EBBA ID: 30304 British Library - Roxburghe 1.452-453

EBBA ID: 30304
British Library – Roxburghe 1.452-453

In the usual folk music process it has spread, in simpler forms, into Scots, Irish, and thus American folksong tradition, appearing under such titles as “Sister Susan”, “Old Maid’s Complaint”, “The Old Maid’s Lament”, “The Spinster’s Lament”, and “The Old Maid’s Petition”.  Under this last title I have found it printed in American newspapers dating to about 1800 – one of these I have in hand from The Herald of Liberty, Washington, PA, of 14 April 1800.

Home Boys Home

              G
Now I’ve often heard it said from my father and my mother,
         D                                           G
That going to a wedding is the making of another;
        G              C                  G
Well if this be so, then I’ll go without a bidding,
       G      C        G
Oh, kind providence, won’t you send me to a wedding?
               G    C       G                       C          G                  D              D7   G
And it’s oh, dear me, how will it be, if I die an old maid in a gar-ret?
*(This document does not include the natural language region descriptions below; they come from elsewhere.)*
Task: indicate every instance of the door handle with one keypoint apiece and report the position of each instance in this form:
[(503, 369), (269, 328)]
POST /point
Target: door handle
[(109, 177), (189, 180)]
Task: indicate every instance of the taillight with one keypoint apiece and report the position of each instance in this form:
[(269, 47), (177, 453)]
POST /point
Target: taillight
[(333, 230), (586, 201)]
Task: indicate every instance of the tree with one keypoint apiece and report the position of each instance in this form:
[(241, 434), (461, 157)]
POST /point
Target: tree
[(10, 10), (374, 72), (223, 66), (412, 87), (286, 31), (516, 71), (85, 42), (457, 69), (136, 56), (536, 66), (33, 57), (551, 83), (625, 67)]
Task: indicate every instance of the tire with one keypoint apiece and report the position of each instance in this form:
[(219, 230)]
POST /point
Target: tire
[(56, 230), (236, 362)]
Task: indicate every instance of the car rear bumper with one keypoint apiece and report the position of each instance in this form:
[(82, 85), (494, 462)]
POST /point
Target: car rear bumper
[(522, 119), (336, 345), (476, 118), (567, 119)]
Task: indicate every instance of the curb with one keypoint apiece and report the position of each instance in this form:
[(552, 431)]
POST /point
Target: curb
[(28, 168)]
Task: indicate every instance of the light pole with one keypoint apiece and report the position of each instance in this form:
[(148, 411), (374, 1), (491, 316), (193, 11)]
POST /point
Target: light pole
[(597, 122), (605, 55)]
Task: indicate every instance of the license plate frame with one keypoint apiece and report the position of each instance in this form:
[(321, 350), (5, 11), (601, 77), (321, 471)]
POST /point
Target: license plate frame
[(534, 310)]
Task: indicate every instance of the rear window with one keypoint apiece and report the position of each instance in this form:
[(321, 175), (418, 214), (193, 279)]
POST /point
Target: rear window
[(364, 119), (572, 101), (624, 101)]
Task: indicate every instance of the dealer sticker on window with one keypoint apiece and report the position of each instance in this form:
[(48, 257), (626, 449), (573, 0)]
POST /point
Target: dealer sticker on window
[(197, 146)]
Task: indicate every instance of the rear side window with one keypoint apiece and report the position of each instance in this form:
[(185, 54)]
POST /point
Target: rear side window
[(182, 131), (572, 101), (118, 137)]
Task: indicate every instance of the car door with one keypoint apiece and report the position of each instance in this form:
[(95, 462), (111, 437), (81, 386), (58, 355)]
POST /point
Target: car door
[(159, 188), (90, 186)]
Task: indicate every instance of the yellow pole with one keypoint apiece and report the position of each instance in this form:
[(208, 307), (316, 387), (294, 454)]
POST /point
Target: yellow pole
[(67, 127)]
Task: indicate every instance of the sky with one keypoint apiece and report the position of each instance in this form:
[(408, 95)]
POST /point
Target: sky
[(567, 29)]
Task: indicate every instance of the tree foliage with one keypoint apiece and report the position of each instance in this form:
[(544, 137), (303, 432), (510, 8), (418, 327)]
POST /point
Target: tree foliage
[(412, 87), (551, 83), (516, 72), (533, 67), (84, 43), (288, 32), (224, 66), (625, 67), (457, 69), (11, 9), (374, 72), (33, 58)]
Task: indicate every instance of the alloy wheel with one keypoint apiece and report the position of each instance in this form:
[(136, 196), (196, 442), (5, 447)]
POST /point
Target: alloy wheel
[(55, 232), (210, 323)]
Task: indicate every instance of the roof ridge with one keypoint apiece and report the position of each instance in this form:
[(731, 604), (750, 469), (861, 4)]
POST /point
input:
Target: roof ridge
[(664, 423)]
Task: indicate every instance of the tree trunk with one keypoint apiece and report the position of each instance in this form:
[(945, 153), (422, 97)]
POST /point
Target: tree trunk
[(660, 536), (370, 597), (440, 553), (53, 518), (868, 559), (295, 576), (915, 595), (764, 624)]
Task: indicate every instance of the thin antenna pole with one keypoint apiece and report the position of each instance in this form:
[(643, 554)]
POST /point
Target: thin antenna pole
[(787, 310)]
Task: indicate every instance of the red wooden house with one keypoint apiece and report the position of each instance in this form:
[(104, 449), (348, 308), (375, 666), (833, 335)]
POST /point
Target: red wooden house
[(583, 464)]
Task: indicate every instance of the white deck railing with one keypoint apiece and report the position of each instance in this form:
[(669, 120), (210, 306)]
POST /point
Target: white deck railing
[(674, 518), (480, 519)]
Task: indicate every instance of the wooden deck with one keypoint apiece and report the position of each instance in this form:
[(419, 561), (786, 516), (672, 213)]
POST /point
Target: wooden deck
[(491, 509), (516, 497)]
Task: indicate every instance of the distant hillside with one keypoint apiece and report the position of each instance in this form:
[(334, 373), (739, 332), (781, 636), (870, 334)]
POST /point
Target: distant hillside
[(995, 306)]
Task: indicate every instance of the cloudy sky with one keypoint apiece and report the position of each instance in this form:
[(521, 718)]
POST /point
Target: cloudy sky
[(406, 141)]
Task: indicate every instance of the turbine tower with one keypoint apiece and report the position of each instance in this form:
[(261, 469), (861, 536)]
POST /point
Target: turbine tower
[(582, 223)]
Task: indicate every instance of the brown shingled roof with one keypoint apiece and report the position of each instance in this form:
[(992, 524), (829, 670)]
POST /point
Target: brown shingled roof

Well now there’s my sister Jean, she’s not handsome or good looking,
Scarcely sixteen and a fellow she was courting;
Now, she’s twenty-four, with a son and a daughter,
Here am I at forty-five and I’ve never had an offer.
And it’s oh, dear me, how will it be, if I die an old maid in a garret?

I can cook and I can sew; I can keep a house right tidy,
And rise up in the morning to get the breakfast ready;
There’s nothing in this wide world would make my heart so cheery,
As a wee fat man who would call me his own dearie.
And it’s oh, dear me, how will it be, if I die an old maid in a garret?

So, come landsman, or come townsman, come tinker or come tailor,
Come fiddler, or come dancer, come ploughman or come sailor;
Come rich man, come poor man, come fool or come witty,
Come any man at all that will marry me for pity.
And it’s oh, dear me, how will it be, if I die an old maid in a garret?

– instrumental –

Well now I’m away home for there’s nobody heedin’,
Oh nobody’s heedin’ to poor Annie’s pleadin’;
And I’m away home to me own biddy garret,
If I can’t get a man then I’ll have to get a carrot.*
And it’s oh, dear me, how will it be, if I die an old maid in a garret?

 

*our adaptation in classic bawdy fashion – the word before us was “parrot”.